On Mon, 2020-05-25 at 20:00 +0200, Liam Proven via cctalk wrote:
On Mon, 25 May 2020 at 05:30, Fred Cisin via cctalk
<cctalk at classiccmp.org> wrote:
IBMs came with an installable driver called, I think, IBMCACHE.SYS.
This used extended RAM (above 1MB) as a hard disk cache, without XMS
or HIMEM.SYS or any of that. I played with it and was amazed by the
results. I started enabling it by default on customers' machines.
I hadn't thought about IBMCACHE.SYS in *years*. I wrote it in its
entirety (there's even a patent that covers some of its operation). I
was in an AdTech (Advanced Technology) group at the time and was
looking at how to make disk operations faster in DOS at the time when I
came up with the idea.
There was a *huge* battle within IBM on if it should be released and in
order to do so, it was fairly well hidden.
Most
were happy but some had the habit of just turning off -- DOS didn't
really have a shutdown routine. Some, I could train to press
Ctrl-Alt-Del before turning off.
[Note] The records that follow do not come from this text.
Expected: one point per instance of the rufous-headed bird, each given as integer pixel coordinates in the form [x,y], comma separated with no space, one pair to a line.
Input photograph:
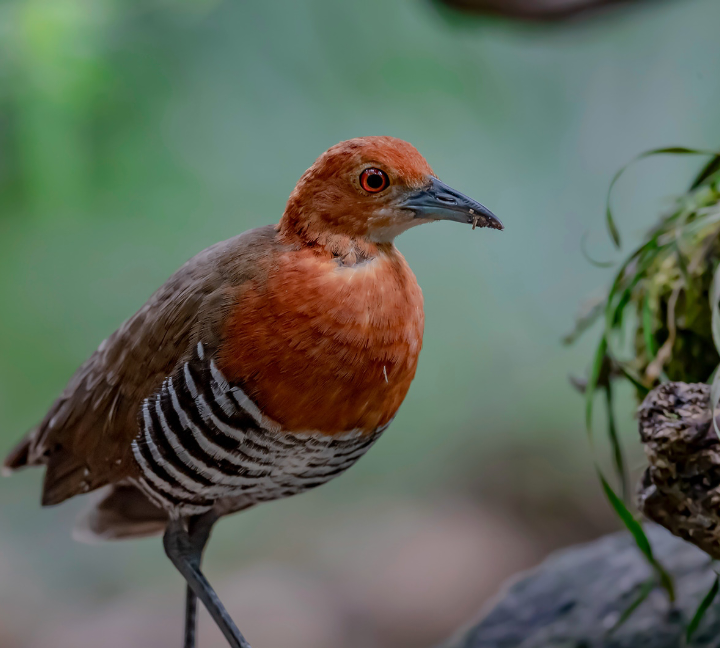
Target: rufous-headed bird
[265,366]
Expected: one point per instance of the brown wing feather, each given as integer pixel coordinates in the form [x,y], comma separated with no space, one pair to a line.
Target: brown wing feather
[85,439]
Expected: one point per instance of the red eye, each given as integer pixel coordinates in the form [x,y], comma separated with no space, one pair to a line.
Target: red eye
[374,180]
Some I couldn't, so I had to disable
the disk cache.
There was a switch on config.sys statement for IBMCACHE.SYS to turn off
the write-back cache (e.g. writes would always go straight to disk).
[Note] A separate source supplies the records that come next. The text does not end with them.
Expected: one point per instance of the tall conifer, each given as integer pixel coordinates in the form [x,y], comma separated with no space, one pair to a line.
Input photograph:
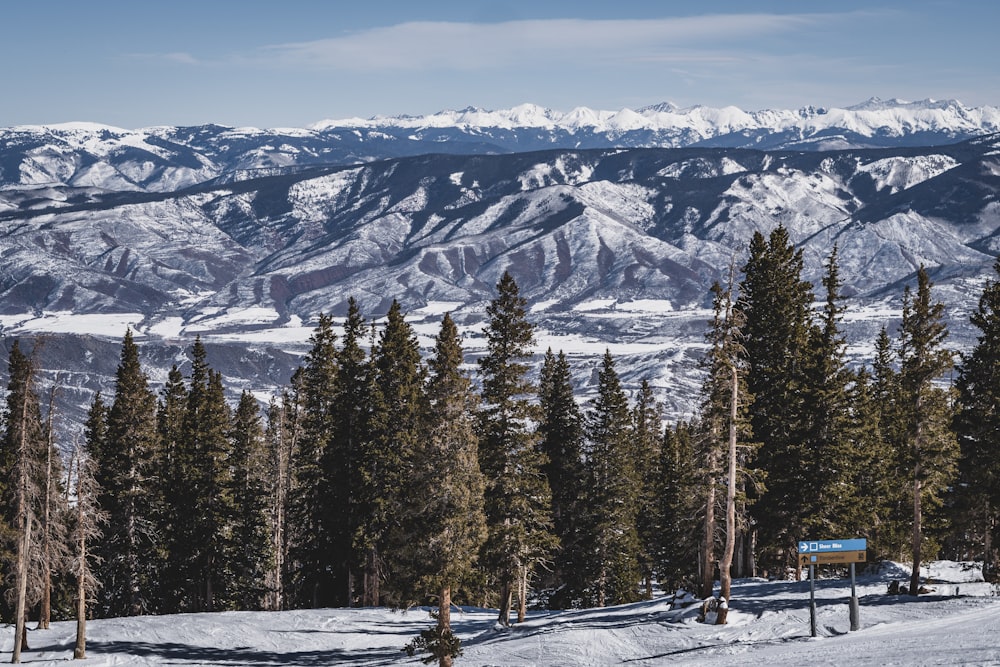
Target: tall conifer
[250,552]
[128,492]
[977,423]
[444,521]
[518,499]
[562,432]
[612,494]
[398,407]
[309,541]
[930,455]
As I recall, there was a 30 second timer for the writeback cache so
that if a disk block was "dirty" for more than 30 seconds it would get
flushed to disk.
But for those that could learn and adapt, it made DOS _much_ faster,
and on a 1MB PS/2 Model 50 or 60, it was about the only thing you
could do with the extra 386 KB of RAM before MS-DOS 5 came out.